Endocrine regulation: Testicular activity is under the control of the hypothalamic-pituitary system. Gonadotropin-releasing hormone, secreted in a pulse mode into the portal system of the pituitary gland, stimulates in the pituitary gland the synthesis of gonadotropic hormones - FSH and LH, which regulate the spermatogenic and endocrine functions of the testicle.

FSH enters the testicular interstitium from the blood capillaries, then diffuses through the basement membrane of the convoluted tubules and binds to membrane receptors on Sertoli cells, which leads to synthesis androgen binding protein(ASB) in these cells, as well as inhibin.

LH acts on Leydig cells, resulting in the synthesis of androgens - testosterone, part of which enters the blood, and the other part enters the convoluted tubules with the help of androgen binding protein: ASB binds testosterone and transfers testosterone to spermatogenic cells, namely to spermatocytes 1storder which have androgen receptors.

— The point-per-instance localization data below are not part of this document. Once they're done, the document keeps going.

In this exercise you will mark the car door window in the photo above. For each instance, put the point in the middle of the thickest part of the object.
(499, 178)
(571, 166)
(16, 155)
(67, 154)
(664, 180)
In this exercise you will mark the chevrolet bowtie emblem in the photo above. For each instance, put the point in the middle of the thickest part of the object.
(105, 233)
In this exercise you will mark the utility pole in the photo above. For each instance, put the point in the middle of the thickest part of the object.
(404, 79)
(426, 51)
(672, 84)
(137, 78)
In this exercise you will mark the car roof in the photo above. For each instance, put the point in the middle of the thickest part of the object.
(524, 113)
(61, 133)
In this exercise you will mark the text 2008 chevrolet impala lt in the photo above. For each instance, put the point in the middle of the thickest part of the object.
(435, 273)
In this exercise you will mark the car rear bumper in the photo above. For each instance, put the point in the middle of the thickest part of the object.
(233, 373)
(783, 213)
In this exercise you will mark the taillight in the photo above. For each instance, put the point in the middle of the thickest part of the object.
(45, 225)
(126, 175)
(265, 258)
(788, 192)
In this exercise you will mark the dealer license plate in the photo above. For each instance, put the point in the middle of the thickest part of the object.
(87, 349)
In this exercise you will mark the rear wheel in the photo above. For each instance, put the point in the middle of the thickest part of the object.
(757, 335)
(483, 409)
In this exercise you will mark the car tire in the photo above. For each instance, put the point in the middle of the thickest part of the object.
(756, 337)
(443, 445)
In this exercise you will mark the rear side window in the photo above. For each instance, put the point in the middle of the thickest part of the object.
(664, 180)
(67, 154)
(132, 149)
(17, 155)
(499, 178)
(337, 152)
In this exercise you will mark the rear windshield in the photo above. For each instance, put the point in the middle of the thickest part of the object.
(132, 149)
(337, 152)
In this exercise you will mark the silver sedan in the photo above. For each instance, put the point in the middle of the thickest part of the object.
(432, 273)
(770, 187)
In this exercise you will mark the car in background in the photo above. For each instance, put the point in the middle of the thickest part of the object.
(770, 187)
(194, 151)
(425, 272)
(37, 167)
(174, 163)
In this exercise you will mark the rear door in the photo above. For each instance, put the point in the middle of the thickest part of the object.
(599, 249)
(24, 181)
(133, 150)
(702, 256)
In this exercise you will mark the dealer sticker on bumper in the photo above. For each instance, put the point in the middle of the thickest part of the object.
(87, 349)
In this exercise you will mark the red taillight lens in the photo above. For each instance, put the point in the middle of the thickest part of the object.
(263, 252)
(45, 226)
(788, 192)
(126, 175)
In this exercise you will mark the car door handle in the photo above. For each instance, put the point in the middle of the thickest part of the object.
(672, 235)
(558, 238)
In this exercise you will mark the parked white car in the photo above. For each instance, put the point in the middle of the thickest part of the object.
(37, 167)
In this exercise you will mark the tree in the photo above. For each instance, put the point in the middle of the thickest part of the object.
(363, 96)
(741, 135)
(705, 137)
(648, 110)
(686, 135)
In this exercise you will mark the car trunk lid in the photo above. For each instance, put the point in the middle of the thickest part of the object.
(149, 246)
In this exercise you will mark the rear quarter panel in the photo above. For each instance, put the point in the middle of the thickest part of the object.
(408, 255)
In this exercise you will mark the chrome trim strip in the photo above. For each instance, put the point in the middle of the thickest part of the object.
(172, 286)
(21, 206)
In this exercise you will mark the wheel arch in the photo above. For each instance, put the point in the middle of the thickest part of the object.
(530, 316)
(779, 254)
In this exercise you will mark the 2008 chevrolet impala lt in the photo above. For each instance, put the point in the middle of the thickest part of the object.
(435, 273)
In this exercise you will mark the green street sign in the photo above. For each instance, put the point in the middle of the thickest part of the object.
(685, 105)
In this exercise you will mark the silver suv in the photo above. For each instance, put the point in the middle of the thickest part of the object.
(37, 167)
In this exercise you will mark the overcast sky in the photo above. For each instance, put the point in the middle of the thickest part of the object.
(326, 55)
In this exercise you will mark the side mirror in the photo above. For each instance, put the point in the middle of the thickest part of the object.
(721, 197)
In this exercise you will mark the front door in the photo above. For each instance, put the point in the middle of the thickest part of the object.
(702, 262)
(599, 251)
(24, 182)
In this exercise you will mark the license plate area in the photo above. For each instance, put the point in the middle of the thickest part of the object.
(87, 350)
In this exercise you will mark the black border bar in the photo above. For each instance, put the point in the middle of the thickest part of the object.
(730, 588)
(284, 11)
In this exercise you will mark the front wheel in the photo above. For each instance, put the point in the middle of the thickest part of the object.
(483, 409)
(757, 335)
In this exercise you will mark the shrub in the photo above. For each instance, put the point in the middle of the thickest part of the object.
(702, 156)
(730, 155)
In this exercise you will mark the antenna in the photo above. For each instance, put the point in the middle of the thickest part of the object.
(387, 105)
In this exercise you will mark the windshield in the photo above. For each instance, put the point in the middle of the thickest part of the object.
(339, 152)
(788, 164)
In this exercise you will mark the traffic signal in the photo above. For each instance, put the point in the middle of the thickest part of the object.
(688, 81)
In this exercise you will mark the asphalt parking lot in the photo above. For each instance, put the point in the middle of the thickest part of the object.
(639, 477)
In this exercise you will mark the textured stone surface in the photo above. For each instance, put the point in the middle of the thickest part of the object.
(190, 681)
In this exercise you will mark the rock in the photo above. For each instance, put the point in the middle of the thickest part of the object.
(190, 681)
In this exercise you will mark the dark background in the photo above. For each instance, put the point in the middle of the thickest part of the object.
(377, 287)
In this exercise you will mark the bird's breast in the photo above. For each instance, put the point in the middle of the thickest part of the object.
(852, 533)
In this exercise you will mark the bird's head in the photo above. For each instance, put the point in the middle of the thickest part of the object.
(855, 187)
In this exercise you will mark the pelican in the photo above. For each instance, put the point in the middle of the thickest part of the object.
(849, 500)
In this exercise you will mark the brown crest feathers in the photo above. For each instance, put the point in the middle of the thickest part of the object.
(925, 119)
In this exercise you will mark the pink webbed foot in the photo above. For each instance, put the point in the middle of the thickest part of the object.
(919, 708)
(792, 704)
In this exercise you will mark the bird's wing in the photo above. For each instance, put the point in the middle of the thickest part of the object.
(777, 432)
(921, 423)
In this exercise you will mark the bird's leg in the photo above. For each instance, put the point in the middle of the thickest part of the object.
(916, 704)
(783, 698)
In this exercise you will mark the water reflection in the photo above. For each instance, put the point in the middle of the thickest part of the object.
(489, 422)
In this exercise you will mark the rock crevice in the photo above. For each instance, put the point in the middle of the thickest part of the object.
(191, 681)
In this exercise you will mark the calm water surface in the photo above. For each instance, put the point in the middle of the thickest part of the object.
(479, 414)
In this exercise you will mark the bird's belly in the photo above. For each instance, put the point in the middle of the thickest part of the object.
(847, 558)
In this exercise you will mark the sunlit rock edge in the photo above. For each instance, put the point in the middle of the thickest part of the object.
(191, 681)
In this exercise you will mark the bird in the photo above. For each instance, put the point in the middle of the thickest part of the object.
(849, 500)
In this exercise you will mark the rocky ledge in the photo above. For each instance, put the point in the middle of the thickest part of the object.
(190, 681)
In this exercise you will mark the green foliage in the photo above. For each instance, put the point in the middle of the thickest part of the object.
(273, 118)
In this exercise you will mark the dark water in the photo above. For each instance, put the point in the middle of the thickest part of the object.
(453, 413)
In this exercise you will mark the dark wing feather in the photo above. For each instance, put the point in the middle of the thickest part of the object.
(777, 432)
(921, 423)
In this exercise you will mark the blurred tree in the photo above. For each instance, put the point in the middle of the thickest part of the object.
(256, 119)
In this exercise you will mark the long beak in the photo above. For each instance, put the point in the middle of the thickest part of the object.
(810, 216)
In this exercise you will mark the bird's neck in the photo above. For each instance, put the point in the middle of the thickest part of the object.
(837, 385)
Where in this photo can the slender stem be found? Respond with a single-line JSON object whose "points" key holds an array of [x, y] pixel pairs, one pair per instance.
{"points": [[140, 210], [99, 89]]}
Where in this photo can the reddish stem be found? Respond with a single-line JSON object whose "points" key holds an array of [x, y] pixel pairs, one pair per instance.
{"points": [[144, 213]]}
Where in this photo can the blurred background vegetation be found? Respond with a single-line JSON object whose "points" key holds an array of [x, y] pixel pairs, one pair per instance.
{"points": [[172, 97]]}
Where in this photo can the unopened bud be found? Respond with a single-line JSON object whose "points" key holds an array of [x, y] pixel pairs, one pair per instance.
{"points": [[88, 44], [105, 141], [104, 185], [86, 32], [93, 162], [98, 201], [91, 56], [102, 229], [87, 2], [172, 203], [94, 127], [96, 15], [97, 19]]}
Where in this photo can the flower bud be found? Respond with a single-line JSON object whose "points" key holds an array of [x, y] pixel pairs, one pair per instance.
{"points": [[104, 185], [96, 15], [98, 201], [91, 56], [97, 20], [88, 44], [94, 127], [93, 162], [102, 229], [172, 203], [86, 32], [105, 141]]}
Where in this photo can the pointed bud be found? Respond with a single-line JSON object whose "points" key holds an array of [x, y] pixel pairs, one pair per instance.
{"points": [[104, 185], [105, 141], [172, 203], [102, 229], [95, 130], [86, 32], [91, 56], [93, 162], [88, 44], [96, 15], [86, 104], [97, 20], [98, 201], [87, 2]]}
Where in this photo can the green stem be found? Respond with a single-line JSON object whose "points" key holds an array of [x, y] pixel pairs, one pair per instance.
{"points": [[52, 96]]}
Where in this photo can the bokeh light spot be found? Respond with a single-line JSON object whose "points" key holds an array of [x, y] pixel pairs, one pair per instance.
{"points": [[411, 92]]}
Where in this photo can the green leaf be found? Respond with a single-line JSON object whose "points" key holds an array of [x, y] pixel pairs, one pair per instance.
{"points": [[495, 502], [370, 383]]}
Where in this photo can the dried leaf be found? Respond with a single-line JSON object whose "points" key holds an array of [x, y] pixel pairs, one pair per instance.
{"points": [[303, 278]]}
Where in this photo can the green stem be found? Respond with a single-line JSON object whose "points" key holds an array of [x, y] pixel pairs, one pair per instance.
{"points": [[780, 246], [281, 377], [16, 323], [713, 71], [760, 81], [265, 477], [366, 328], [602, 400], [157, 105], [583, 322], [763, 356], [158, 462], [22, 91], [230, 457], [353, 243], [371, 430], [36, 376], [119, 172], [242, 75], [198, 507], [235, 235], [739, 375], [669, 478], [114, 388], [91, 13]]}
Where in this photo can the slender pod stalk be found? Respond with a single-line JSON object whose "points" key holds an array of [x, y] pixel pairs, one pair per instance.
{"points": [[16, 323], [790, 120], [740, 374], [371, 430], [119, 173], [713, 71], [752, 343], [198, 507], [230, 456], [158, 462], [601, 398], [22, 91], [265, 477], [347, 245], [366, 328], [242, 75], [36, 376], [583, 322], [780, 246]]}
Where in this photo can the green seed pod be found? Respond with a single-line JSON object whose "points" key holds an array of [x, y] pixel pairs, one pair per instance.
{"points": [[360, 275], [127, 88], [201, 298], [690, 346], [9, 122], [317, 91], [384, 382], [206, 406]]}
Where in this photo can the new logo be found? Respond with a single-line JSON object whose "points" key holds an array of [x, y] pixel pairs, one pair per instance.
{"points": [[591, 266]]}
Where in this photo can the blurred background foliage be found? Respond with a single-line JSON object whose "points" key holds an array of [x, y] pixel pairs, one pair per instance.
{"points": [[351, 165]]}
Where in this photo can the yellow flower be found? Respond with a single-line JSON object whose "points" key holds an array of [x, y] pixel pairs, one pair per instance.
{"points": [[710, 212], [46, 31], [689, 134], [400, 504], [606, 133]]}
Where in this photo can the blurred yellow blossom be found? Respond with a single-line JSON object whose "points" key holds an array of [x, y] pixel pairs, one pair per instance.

Women and men have the same negative feedback mechanism, through which the synthesis of gonadotropins is inhibited in the pituitary gland. Inhibin- hormone , which is produced by Sertoli cells, inhibits the formation of FSH in the adenohypophysis in the male body. Testosterone, through a negative feedback mechanism, reduces the production of LH. The more LH, the more testosterone – positive relationship, the more testosterone, the less LH – negative feedback. Testosterone also inhibits FSH release, but only slightly. The combination of action of testosterone and inhibin maximally suppresses the release of FSH.